Niall Connolly sang a song based on a Mexican proverb, “They tried to bury us. They didn’t know we were seeds.”

Author Colum McCann read Yeats’ “Second Coming,” whichspeaks of a time when “The best lack all conviction, while the worst/ Are full of passionate intensity.”

“All stories are too late,” he said, “otherwise they wouldn’t be needed.”

Terry McGovern, lesbian and AIDS activist on the board of the New York Civil Liberties Union, talked about how her “Irish American mother died on 9/11” and how she and the NYCLU “will fight vouchers for public education, fight for reproductive freedom, and defend justice. We will not stand for this.”

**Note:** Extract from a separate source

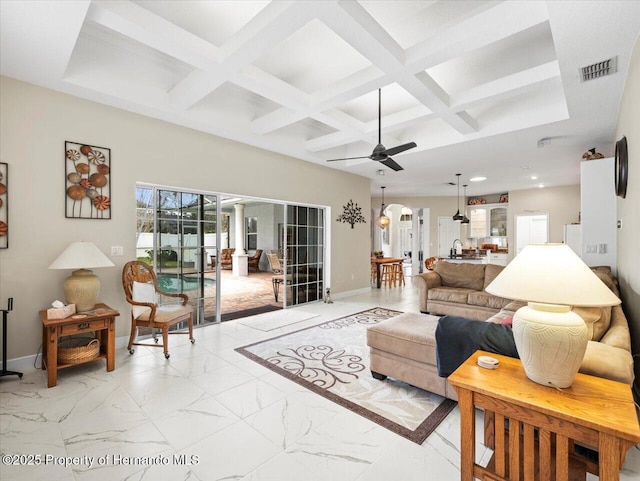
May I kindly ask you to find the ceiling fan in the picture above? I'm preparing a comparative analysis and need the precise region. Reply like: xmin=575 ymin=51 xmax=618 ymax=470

Joy Reid of MSNBC quoted Dr. King: “The time has come when silence is betrayal.”

And Aisling Reidy of Human Rights Watch invoked King’s dictum: “Our lives begin to end when we are silent about things that matter.”

Kathleen Walsh D’Arcy, of St. Pat’s for All and Lavender & Green, the LGBTQ group that marched that day in the Fifth Avenue St. Patrick’s Day Parade for the second time joined by Ó Ríordáin, said of Trump, “Irish American people will not sit down and take this kind of abuse from our government.”

Imam Shamsi Ali said, “Help us to break the walls that separate us” and condemned the “racist” campaign of Trump against immigrants.

Daniel Altschuler of Make the Road New York urged the assembled to call Irish American Republican Congressmembers Dan Donovan of Staten Island and Peter King of Long Island “who support the Muslim ban.”

Ó Ríordáin wrapped up the long but spirited evening, saying that when he gave his Senate speech, “I thought it wouldn’t go further than the room. I called the president a fascist and I think I was proved right.” He spoke of how “we need each other” and how important it was for LGBTQ people and Muslims and others “not to be in the shadows.” And he added, “Those who stand for an immigrant ban have no Irish lived experience.”

“There is unity in strength and strength in unity,” Ó Ríordáin  said.